Diel transcriptomics of freshwater lakes
2 stars 1 forks source link

gff formatting #7

Closed alexlinz closed 7 years ago

alexlinz commented 7 years ago

I get about 40,000 warnings that say "##sequence-region line missing" when I run htseq-count on my gff file. Is this an issue?

sstevens2 commented 7 years ago

Looks like that is just a line that gives the boundaries of the annotated region. It is optional but 'recommended' apparently so parsers can check that the annotations are within the bounds expected, it seems.

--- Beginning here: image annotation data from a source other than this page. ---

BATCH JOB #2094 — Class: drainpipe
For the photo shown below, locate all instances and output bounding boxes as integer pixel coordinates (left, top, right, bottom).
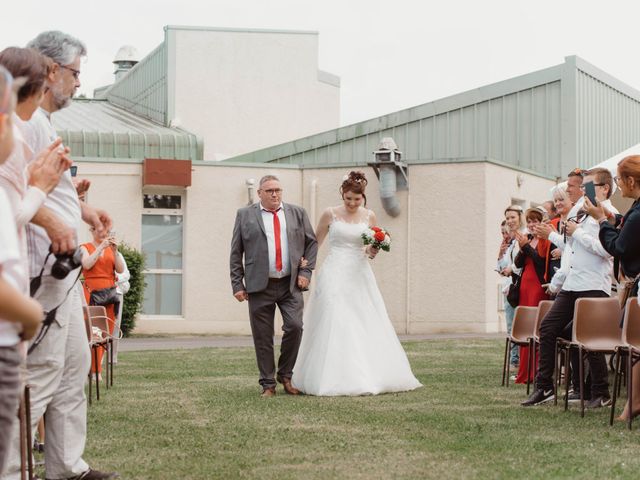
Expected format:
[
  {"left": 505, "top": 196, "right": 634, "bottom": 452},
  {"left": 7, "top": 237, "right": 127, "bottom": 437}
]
[
  {"left": 309, "top": 178, "right": 318, "bottom": 228},
  {"left": 380, "top": 165, "right": 400, "bottom": 217},
  {"left": 367, "top": 137, "right": 409, "bottom": 217}
]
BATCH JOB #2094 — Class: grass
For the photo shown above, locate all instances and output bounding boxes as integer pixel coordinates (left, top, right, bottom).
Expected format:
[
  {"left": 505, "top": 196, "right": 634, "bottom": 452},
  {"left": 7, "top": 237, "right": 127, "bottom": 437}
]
[{"left": 69, "top": 339, "right": 640, "bottom": 479}]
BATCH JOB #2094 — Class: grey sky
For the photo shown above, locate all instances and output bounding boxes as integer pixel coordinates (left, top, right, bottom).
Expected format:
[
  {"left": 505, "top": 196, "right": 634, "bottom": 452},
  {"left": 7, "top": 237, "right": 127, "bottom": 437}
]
[{"left": 0, "top": 0, "right": 640, "bottom": 125}]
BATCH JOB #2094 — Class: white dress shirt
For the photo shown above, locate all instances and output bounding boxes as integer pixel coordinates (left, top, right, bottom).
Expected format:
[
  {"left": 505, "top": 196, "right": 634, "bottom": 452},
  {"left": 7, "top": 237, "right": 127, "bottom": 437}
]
[
  {"left": 0, "top": 188, "right": 29, "bottom": 347},
  {"left": 260, "top": 203, "right": 291, "bottom": 278},
  {"left": 549, "top": 197, "right": 584, "bottom": 252},
  {"left": 562, "top": 200, "right": 618, "bottom": 295},
  {"left": 27, "top": 108, "right": 82, "bottom": 286}
]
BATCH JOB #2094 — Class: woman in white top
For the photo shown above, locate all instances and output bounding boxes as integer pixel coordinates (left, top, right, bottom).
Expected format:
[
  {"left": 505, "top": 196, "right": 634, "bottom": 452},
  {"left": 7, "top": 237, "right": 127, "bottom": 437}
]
[
  {"left": 498, "top": 205, "right": 524, "bottom": 368},
  {"left": 291, "top": 172, "right": 421, "bottom": 396},
  {"left": 0, "top": 65, "right": 42, "bottom": 473}
]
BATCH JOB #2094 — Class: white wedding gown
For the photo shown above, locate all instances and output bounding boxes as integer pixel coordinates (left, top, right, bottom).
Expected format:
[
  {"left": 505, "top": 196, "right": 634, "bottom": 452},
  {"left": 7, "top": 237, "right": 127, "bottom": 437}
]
[{"left": 291, "top": 212, "right": 421, "bottom": 396}]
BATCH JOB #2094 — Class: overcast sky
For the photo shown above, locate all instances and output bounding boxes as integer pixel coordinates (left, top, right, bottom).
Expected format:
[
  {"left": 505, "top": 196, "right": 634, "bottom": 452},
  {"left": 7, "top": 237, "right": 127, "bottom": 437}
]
[{"left": 0, "top": 0, "right": 640, "bottom": 125}]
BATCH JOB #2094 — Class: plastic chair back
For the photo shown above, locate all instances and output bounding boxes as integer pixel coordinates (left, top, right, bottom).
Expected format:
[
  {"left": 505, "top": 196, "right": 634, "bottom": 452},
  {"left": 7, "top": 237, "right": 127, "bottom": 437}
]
[
  {"left": 82, "top": 307, "right": 93, "bottom": 343},
  {"left": 86, "top": 305, "right": 110, "bottom": 339},
  {"left": 511, "top": 306, "right": 538, "bottom": 343},
  {"left": 534, "top": 300, "right": 553, "bottom": 338},
  {"left": 622, "top": 297, "right": 640, "bottom": 349},
  {"left": 573, "top": 297, "right": 622, "bottom": 351}
]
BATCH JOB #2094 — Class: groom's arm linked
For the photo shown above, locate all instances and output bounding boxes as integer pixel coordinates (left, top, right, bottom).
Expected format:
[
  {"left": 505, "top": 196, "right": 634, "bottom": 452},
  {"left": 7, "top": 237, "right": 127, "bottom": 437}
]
[
  {"left": 229, "top": 209, "right": 249, "bottom": 302},
  {"left": 298, "top": 208, "right": 318, "bottom": 290}
]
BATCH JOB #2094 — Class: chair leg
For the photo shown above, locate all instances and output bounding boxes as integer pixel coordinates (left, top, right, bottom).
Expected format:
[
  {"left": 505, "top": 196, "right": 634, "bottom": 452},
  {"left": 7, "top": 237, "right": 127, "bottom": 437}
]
[
  {"left": 553, "top": 342, "right": 560, "bottom": 405},
  {"left": 502, "top": 337, "right": 509, "bottom": 387},
  {"left": 103, "top": 341, "right": 110, "bottom": 390},
  {"left": 109, "top": 339, "right": 113, "bottom": 387},
  {"left": 627, "top": 349, "right": 634, "bottom": 430},
  {"left": 93, "top": 347, "right": 100, "bottom": 400},
  {"left": 527, "top": 338, "right": 535, "bottom": 396},
  {"left": 609, "top": 350, "right": 622, "bottom": 426},
  {"left": 505, "top": 339, "right": 513, "bottom": 387},
  {"left": 563, "top": 346, "right": 571, "bottom": 412},
  {"left": 89, "top": 370, "right": 93, "bottom": 405},
  {"left": 24, "top": 385, "right": 33, "bottom": 480},
  {"left": 578, "top": 346, "right": 584, "bottom": 418},
  {"left": 18, "top": 388, "right": 28, "bottom": 480}
]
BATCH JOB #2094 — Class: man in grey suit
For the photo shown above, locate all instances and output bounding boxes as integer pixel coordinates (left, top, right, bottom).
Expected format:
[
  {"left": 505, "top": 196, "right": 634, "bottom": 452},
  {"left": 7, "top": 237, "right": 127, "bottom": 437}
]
[{"left": 230, "top": 175, "right": 318, "bottom": 397}]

https://github.com/The-Sequence-Ontology/Specifications/blob/master/gff3.md

alexlinz commented 7 years ago

Good to know that warning is likely not changing my results. But I'm still going to look into using the GFF validator program from your link or something similar instead of changing things in the gff files with awk and sed. I'm concerned that I might be unintentionally changing things that don't necessarily pop up warnings.

sstevens2 commented 7 years ago

Probably a good idea. You could also do a check to make sure what you think is changing is the only thing changing? Before by just printing the results of your command instead of actually changing them. Or after by doing a diff between the old version and the new. Or add a test/assertion in your code that will break it if more than what you expected changes?

alexlinz commented 7 years ago

I started using Genome Tools http://genometools.org/index.html for merging and tidying GFF files. I still need to do some bash lines because the GFF files from the metagenome assemblies a) don't start with a comment line stating which GFF format we're using and b) use -1 and 1 to indicate strand instead of the standard + and -, which crashes Genome Tools. I'll likely need to write a separate script for every type of reference genome I use, but Genome Tools seems to do a good job of catching and fixing most formatting issues.